Beda M. Stadler, der ehemalige Direktor des Instituts für Immunologie der Universität Bern, hat selber das Bundesamt für Gesundheit und auch Bundesrat Alain Berset wiederholt kritisiert. Dennoch sah er sich dazu veranlasst, in der aktuellen Weltwoche zur «Impf-Lüge» Stellung zu nehmen. «Ich tue es sozusagen als immunologischer Kindergärtner», schreibt er.
Falscher Eindruck
Was man dem BAG und dem Bunderat antue, sei ziemlich grob, meint der Molekularbiologe. Doch vor allem stört ihn, «dass offensichtlich für viele Schweizer der Eindruck entstanden ist, eine chirurgische Maske tauge etwa gleich viel wie eine Impfung.»
Doch der Begriff der «Impf-Lüge» konnte laut Stadler nur deshalb hervorgezaubert werden «weil man nicht verstanden hat, was eine Impfung eigentlich bewirkt.»
Also doziert der emerierte Professor, was eigentlich Allgemeingut sein müsste, aber im Zeitalter des zugespitzten Journalismus zu vergessen schien:
- Es gibt in der Biologie und erst recht in der Immunologie keine 100 Prozent. Ergo gibt es auch keine Impfung, die zu 100 Prozent schützt.
- Bei jeder Impfung gibt es Non-Responders. Das ist normal und hat immunologische Gründe.
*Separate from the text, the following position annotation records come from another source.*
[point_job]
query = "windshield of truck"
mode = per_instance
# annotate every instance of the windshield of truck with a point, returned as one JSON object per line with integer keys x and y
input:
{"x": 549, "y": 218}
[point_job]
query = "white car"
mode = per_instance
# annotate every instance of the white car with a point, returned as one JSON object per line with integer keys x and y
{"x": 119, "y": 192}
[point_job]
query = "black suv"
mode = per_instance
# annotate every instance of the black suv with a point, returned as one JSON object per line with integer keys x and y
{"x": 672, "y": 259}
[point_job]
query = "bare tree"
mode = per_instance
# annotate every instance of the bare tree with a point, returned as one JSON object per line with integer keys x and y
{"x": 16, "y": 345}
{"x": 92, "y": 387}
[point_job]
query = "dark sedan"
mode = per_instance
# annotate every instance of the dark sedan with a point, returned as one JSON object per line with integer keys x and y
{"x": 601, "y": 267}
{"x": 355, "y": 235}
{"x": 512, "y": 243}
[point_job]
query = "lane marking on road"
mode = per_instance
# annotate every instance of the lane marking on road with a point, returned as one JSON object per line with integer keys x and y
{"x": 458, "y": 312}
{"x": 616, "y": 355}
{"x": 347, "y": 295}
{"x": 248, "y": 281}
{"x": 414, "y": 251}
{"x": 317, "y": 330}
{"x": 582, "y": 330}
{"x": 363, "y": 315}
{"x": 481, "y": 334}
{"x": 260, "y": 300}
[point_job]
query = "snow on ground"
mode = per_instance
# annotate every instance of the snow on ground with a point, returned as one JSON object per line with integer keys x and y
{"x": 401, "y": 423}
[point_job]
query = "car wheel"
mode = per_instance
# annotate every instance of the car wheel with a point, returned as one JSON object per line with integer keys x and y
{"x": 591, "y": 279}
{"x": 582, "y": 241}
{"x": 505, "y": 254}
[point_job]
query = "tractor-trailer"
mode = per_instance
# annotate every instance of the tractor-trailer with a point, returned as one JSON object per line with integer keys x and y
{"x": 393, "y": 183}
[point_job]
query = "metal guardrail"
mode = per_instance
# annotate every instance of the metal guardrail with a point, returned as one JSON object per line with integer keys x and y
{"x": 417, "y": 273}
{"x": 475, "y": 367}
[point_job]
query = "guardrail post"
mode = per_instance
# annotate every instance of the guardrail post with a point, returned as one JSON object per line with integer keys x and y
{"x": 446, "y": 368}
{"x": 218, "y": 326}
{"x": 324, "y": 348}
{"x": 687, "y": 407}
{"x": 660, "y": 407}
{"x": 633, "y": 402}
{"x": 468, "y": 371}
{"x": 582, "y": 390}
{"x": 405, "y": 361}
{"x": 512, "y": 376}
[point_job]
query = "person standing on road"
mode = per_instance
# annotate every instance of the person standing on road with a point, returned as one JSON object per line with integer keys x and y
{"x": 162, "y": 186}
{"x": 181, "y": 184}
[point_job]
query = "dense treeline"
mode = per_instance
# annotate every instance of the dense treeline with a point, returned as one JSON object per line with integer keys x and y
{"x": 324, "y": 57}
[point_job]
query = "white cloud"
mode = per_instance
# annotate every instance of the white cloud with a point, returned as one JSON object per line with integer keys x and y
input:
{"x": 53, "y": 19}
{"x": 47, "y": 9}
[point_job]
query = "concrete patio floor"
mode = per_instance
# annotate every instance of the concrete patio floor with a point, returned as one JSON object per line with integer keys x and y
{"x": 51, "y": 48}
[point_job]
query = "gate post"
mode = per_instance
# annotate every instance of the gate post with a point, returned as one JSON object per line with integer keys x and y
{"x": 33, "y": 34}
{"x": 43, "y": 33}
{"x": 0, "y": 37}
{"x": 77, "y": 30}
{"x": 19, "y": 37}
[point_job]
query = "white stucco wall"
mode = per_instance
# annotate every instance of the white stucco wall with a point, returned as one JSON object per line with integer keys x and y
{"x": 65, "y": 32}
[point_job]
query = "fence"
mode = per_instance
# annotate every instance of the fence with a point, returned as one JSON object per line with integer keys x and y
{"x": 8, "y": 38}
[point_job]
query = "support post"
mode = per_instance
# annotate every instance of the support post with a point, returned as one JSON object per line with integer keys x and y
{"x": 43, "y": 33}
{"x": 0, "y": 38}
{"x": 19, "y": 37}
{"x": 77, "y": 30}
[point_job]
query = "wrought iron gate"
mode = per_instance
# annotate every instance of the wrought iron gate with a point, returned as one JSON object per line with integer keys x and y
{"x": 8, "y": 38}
- Ist jemand immun und wird trotzdem angesteckt, bekämpft er den Eindringling mit seinem Immunsystem. Dauert der Zweikampf eine Weile, hat man schwache Symptome; war die Immunität nicht genügend, hat man etwas stärkere Symptome, aber immer noch nicht so heftig, wie wenn man nicht geimpft gewesen wäre. Das ist bei allen Impfungen so.
- Es gibt eine ganze Reihe von Krankheiten, die das Immunsystem schwächen und somit ein relativ harmloses Virus zu einem gefährlichen machen können.
- Bei einer Ansteckung, bei welcher der Eindringling an der Oberfläche bekämpft wird, kann der Keim während der Anfangsphase noch weitergegeben werden. Das verhält sich zum Beispiel so bei Viren, die sich in den oberen Atemwegen vermehren, etwa bei Coronaviren. Das bedeutet eben nicht, dass die Impfung nicht funktioniert hat.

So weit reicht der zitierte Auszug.